Evidence-based algorithm modifications include: (1) two-tier molecular confirmation for all serologically reactive male specimens regardless of titer; (2) reverse-sequence screening with automated treponemal assays initially, followed by non-treponemal tests for positives; (3) gender-specific testing algorithms accounting for differential false-positive rates; and (4) integration of rapid molecular platforms enabling point-of-care evaluation of low-titer specimens.²⁶

Economic considerations and cost-effectiveness

False-positive serological results incur cascading costs averaging $1,441 per case when considering comprehensive direct and indirect costs over time. Male donors contribute more frequently than females (mean 2.8 versus 1.9 annual donations)²⁷; thus, extended male donor deferrals disproportionately impact blood supply. Cost-effectiveness modeling suggests molecular confirmation becomes economically favorable when false-positive rates exceed 25%, substantially surpassed here (42%). PCR testing costs ($45/test) are offset by avoided blood unit disposal ($150), replacement recruitment ($75), and lost future donations ($450/donor over five years).

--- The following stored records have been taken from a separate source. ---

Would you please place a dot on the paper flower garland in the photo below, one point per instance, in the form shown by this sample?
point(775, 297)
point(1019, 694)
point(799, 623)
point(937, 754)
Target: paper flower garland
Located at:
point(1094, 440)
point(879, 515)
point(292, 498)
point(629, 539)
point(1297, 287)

Global health implications

These findings carry particular significance for regions with male-predominant donor populations, including the Middle East, South Asia, and sub-Saharan Africa. Current WHO guidelines for blood donor screening do not address gender-specific testing considerations or provide sex-based differential algorithms.²⁷ Developing screening algorithms tailored to local epidemiological patterns and donor demographics represents a critical global health priority for optimizing safety and resource utilization in resource-constrained settings.

Study limitations

Several limitations warrant consideration. The exclusive focus on male donors precludes direct gender comparisons to definitively establish sex-specific false-positive rate differences. The study design limiting molecular testing to VDRL-reactive specimens prevented calculation of true sensitivity and NPV for serological assays, as VDRL-negative specimens weren’t PCR-confirmed for potential false-negatives. The single-center design may limit generalizability to other geographical settings with different demographics, disease prevalence, or testing platforms. The seven-month duration may not capture seasonal false-positive rate variations, though monthly analysis revealed no significant seasonal trends.